Can’t escape to the tropics this summer? Well, bring the taste of the tropics into your kitchen with the beautiful ataulfo mango. These golden treats, also known as the yellow or champagne mango, are full of healthy goodness. Beyond being delicious and rich in vitamins, minerals and anti-oxidants, mangos contain an enzyme similar to papain found in papayas. These comforting enzymes act as a digestive aid and can be held partially responsible for feelings of contentment and peace.

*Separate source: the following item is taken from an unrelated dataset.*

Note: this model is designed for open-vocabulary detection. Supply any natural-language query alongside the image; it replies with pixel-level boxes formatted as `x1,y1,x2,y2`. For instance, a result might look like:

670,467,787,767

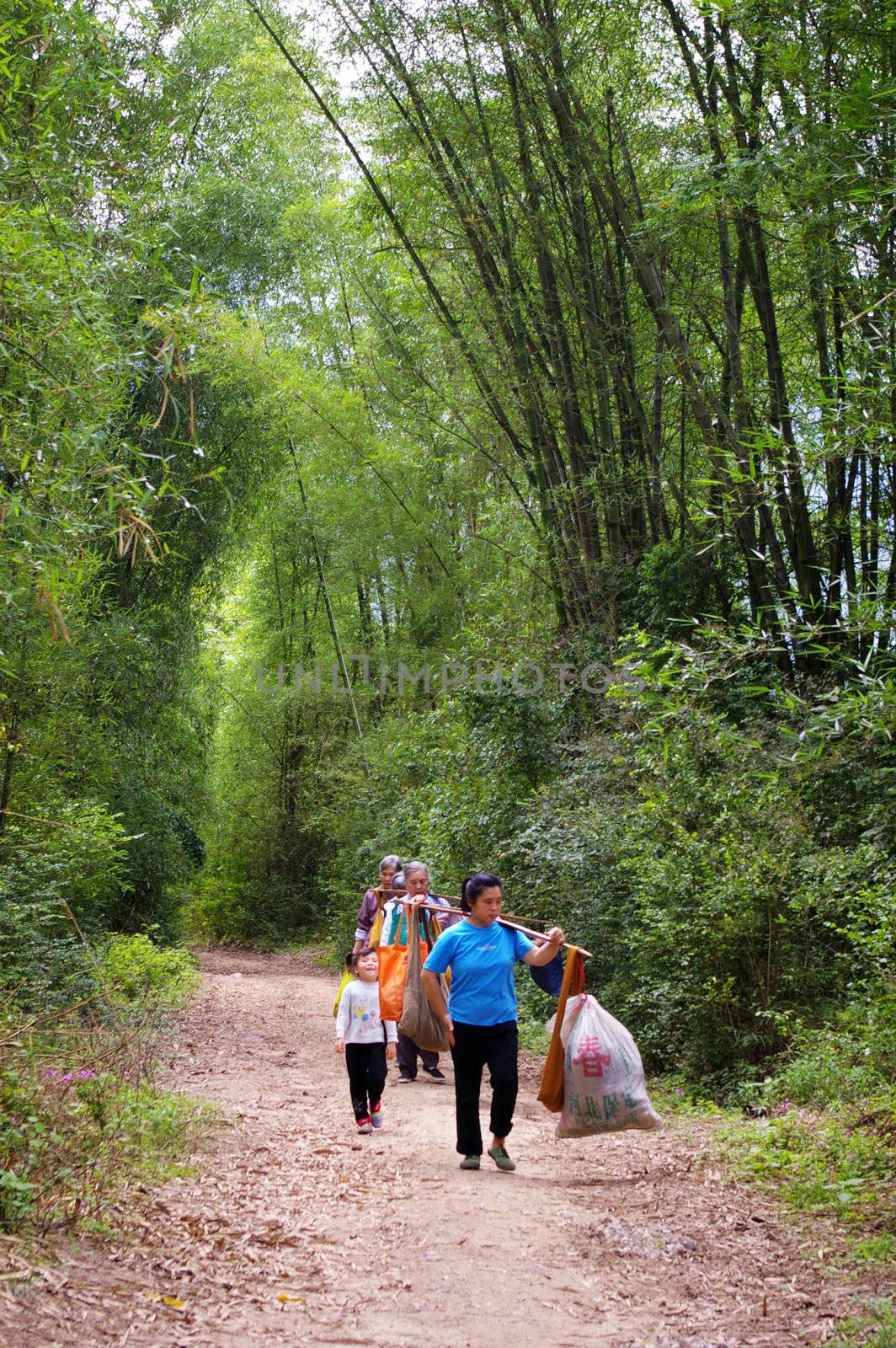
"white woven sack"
557,992,663,1137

Ataulfo mangos are ready when they have a bright yellow color and slight give to the touch. According to champagnemango.com they should NOT be refrigerated until totally ripe. Once ripe they can be stored in the fridge to extend their life a bit. If the skin slightly wrinkles that is OK- in fact that is when the fruit is at its sweetest point. If the mango has large gray or black spots it is probably past its prime. If eaten before they are ready the fruit will taste tart and will leave a tingling sensation on the tongue and lips. When fully ripened these beautiful gems are sweet and smooth without the fibers usually associated with mango.
We all know that mangos are fabulous juiced or tossed in smoothies but their uses in the kitchen go far beyond cold drinks. Diced mango is delish as a topping for chicken and rice dishes. Make a mango, ginger puree and use it glaze pork for an easy Sunday dinner. Mango vanilla jam is my favorite homemade condiment (it tastes like ice cream!) Of course, in our house mangos rarely last long enough for us to do much with them. Peeled and eaten like candy, mangos are my kids favorite snack. When I can save some for cooking I love this refreshing chicken curry salad. The heat of the curry offers a great balance for the sweet mango and on a hot summer day I love a meal that doesn’t require the stove.
Whatever you do with them mangos are a great treat. Feel the tropical breezes blow as you enjoy this beautiful fruit…happy cooking!